The first phase is Orr’s emergency planning phase. It should be expeditious and its pain and discord should end as swiftly as possible. All must sacrifice, but their sacrifices must be in keeping with optimizing the next two phases.
The second phase is the turn around phase. Detroit will not have the opportunity to grow if it cannot repair the structural impediments that are draining the city. For the turn around to succeed, crime will have to be dramatically reduced, 100,000 jobs will need to expeditiously return to the city targeting existing residents, schools must dramatically improve to contribute to reduced crime and to support an influx of new business, and home ownership must immediately be stabilized. What must be done to quickly implement these requirements? What impacts will they have on Detroit’s stakeholders?
The third phase is the most exciting for it is the growth phase in which Detroit has the opportunity to recreate itself. To sustain and to grow Detroit, the city must be re-tooled into an interwoven blend of modern livable communities that support existing and newcomer residents, including innovators and millennials who demand world-class standards in the cities they call home. How will Detroit integrate livability standards to compete as a growing, world-class city while meeting the needs of all its stakeholders?

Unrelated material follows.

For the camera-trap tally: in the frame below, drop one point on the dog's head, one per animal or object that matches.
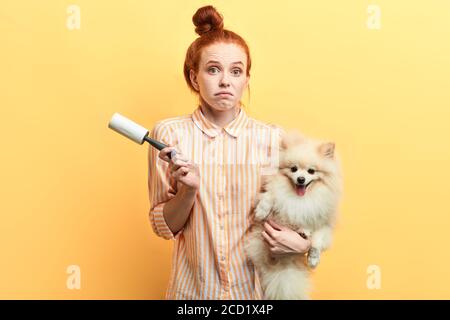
(309, 165)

Who are some of the stakeholders of Detroit who will demand that a collaborative solution for Detroit meet their needs as well? An optimal system-wide solution will ethically balance the best alternatives of each stakeholder, given the real alternative that Detroit’s sinking population might force dissolution if urgent actions are not taken to create a best effort model that can begin to go forward:
Current residents: Seek jobs, preservation of existing neighborhoods, lessening of crime, and better services
New residents: Must make up the remainder of a sustainable target population and want a highly livable city that meets professional, social, community, health, safety, and development goals
Detroit communities: existing and newly developed as part of a future envisioned Detroit
Property owners: Whether homestead or remote, that must upgrade and maintain their units, plus banks and trusts that must work with Detroit in the best interests of a master plan
Existing Businesses: Detroit’s Legacy industry and community businesses that anchor will key commerce zones in the new Detroit layout
New Businesses: Growth industry targets that will lure the innovators and entrepreneurs, and manufacturing industries that can optimize existing assets and fully employ Detroit’s existing citizens
Creators: Detroit professional and community planners such as the Downtown Economic Growth Corporation, Rock Ventures, Detroit Works, Greenways Coalition, and the Universities, Developers such as Detroit Venture Partners, and businesses that will tear down and construct, move homeowners, reuse and revitalize Detroit’s assets
Community activists that speak for the disabled, the elderly and the young, that seek balance against issues such as environmental injustice, and industrial racism, who will react to the solutions involving 100,000 feral cats and wild dogs.
Political activists that will protect against a shift in political and economic power that can isolate the minority as Detroit changes direction from decay to productivity and livability.
Philanthropists and Historic preservationists that seek a better Detroit and a preservation of Detroit’s character
Investors, shareholders, bankers, all who seek the profit motive of an optimal solution, ensuring efficiency of effort
Detroit services such as Detroit Emergency management, Police and Fire
Disenfranchised youth and organized crime that will be impacted by a shifting economy
Governments: City government, interconnected regional, state, and federal governments
People of United States who have a stake in the outcome as can be modeled by those that follow and Citizens of the world who have a stake in America living up to our ideals.